Apesar de a série ser fictícia e satírica, hiperbolizando as dinâmicas entre os agentes do sell side, sua abordagem acerta ao demonstrar uma prática comum em todas as bolsas de valores mundiais: os mecanismos que levam uma empresa a abrir seu capital.
Toda a burocracia envolvida passa por um órgão regulamentador – no nosso caso, a CVM (instrução normativa 480), que é responsável por verificar a coerência das informações apresentadas. Mas sua estruturação não depende do órgão regulador e é ai que está o pulo do gato: o processo de IPO é conduzido por instituições financeiras que recebem milhões para - com base em dados operacionais até então, digamos, não auditados com tanta diligência - apresentarem um valuation atrativo. O banco fará todo o possível para tornar crível o crescimento projetado e precificará o ativo com base nessa análise.
Junte a isso uma campanha de marketing agressiva e... voilà!
No caso das techs, empresas consideradas “de crescimento”, onde a distorção no valuation pode ser ainda mais brutal, pode morar o maior dos “mapas errados” para o investidor, posto que seu crescimento depende de fatores econômicos, entregas agressivas de resultados trimestre a trimestre, além claro de condições exógenas, como o comportamento do mercado global, ciclos econômicos e concorrência acirrada.
Penso que investir em IPOs não seja muito diferente do que foi, por exemplo, apostar no sucesso das paletas mexicanas, numa raiz da Amazônia que promete baixar o colesterol, ou de uma nova criptomoeda que seria a sucessora das estabelecidas no novo mainstream do capitalismo de curso não forçado.
Em todos os casos citados, há um fenômeno da psicologia conhecido como FOMO (Fear Of Misssing Out) ou numa tradução literal, “medo de ficar de fora de uma grande oportunidade.” Fato é que, num IPO não há informações contábeis suficientemente confiáveis que possam embasar um racional de investimento de longo prazo.

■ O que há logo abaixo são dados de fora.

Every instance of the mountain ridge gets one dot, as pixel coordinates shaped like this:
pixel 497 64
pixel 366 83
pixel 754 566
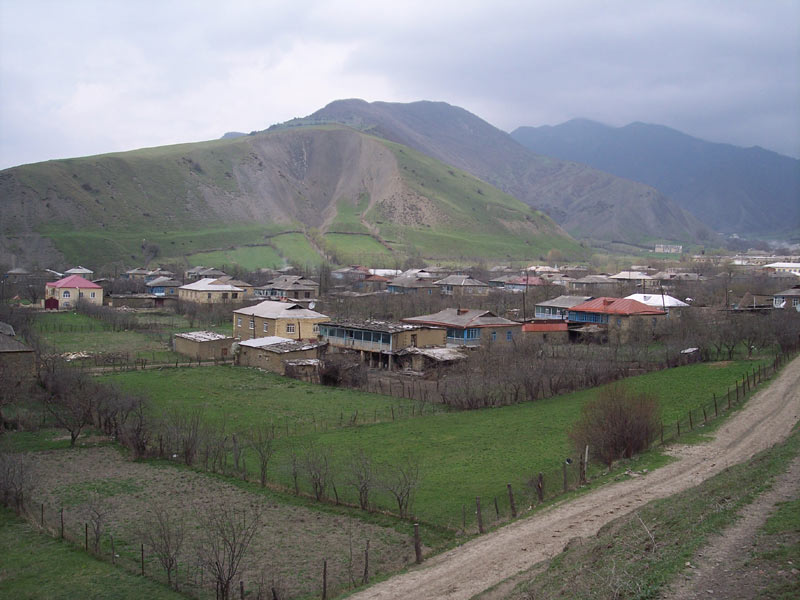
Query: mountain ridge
pixel 748 191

A solução mais inteligente? Esperar. Se a empresa apresentar resultados de lucratividade trimestre a trimestre, você não terá perdido nada por não ter entrado de cabeça na sua abertura de capital. Hold your horses!

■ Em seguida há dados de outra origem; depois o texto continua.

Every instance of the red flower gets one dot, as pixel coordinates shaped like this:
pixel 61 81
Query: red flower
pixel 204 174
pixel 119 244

Nunca se esqueça: a cotação segue os resultados. Não se trata de uma aposta e sim de pagar barato por um negócio que se sustente num crescimento constante e que esteja, pela sua diligente análise, subprecificado pelo mercado.

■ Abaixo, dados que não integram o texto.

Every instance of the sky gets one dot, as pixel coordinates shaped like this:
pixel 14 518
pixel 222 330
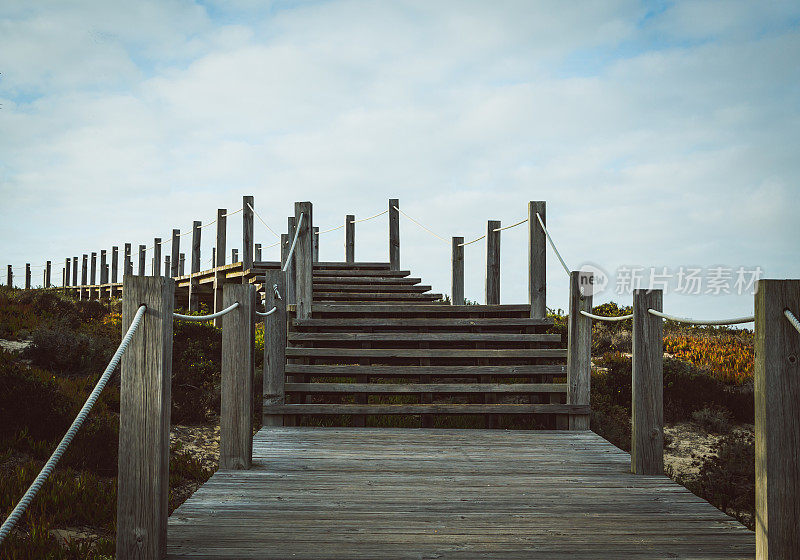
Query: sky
pixel 663 136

Uma última observação: voltando à série, vale a pena observar a dinâmica de uma das práticas de alavancagem mais perigosas disponíveis no mercado e que podem te levar não apenas a insolvência, mas a um endividamento impagável, a venda à descoberto de um ativo específico. Lembrando o oráculo de Omaha (Warren Buffet), "A primeira regra é não perder dinheiro. A segunda, é nunca esquecer a primeira".